Malwarebytesは3月12日(米国時間)、「This Android vulnerability can break your lock screen in under 60 seconds | Malwarebytes」において、一部のAndroidデバイスに影響する深刻な脆弱性が発見されたと報じた。

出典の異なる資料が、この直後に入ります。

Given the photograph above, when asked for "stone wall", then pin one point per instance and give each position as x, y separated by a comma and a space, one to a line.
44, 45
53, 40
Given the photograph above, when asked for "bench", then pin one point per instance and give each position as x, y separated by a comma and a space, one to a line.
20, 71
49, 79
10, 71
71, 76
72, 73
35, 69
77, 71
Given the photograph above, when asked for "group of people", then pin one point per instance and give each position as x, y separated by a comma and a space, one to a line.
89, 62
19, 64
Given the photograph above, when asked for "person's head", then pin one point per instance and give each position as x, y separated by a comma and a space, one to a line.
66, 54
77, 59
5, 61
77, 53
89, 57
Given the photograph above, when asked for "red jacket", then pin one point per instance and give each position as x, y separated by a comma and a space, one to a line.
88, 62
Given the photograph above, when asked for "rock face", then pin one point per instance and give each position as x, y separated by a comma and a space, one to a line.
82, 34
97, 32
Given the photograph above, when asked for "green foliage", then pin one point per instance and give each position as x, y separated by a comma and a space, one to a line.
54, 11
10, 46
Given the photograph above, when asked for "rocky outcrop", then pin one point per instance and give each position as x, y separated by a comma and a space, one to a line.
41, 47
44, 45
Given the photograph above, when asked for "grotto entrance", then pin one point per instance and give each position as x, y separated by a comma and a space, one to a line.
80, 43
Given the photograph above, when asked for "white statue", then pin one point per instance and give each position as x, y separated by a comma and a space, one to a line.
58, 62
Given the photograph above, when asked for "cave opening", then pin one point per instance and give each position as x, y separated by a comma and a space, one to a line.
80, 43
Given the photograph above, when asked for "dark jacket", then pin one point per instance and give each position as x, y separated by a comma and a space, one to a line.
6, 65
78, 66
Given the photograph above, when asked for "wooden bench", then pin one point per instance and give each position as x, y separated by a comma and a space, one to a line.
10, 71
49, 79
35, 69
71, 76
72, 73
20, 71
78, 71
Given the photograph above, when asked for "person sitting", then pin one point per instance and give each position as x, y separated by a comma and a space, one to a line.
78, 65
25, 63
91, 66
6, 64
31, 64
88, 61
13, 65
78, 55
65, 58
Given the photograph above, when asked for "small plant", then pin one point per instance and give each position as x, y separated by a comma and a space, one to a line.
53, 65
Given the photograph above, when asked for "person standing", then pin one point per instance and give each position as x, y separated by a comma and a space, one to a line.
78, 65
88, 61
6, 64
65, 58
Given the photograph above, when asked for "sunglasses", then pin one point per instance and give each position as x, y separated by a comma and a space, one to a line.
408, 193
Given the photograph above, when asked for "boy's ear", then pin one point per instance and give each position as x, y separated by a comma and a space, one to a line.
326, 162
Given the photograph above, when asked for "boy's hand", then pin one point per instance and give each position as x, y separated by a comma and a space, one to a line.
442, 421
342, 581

脆弱性の悪用にはUSBポートへの物理アクセスが必要とされるが、1分以内にデバイスのロック解除およびウォレットのシードフレーズ(別名: リカバリーフレーズ)を抽出できるという。
MediaTek製SoC搭載端末に影響
対象の脆弱性は、MediaTek製SoC(System on a Chip)を搭載するデバイスに影響を与える。Androidスマートフォンの約25%が影響を受けると推定され、とくに廉価モデルが影響を受けやすいと評価されている。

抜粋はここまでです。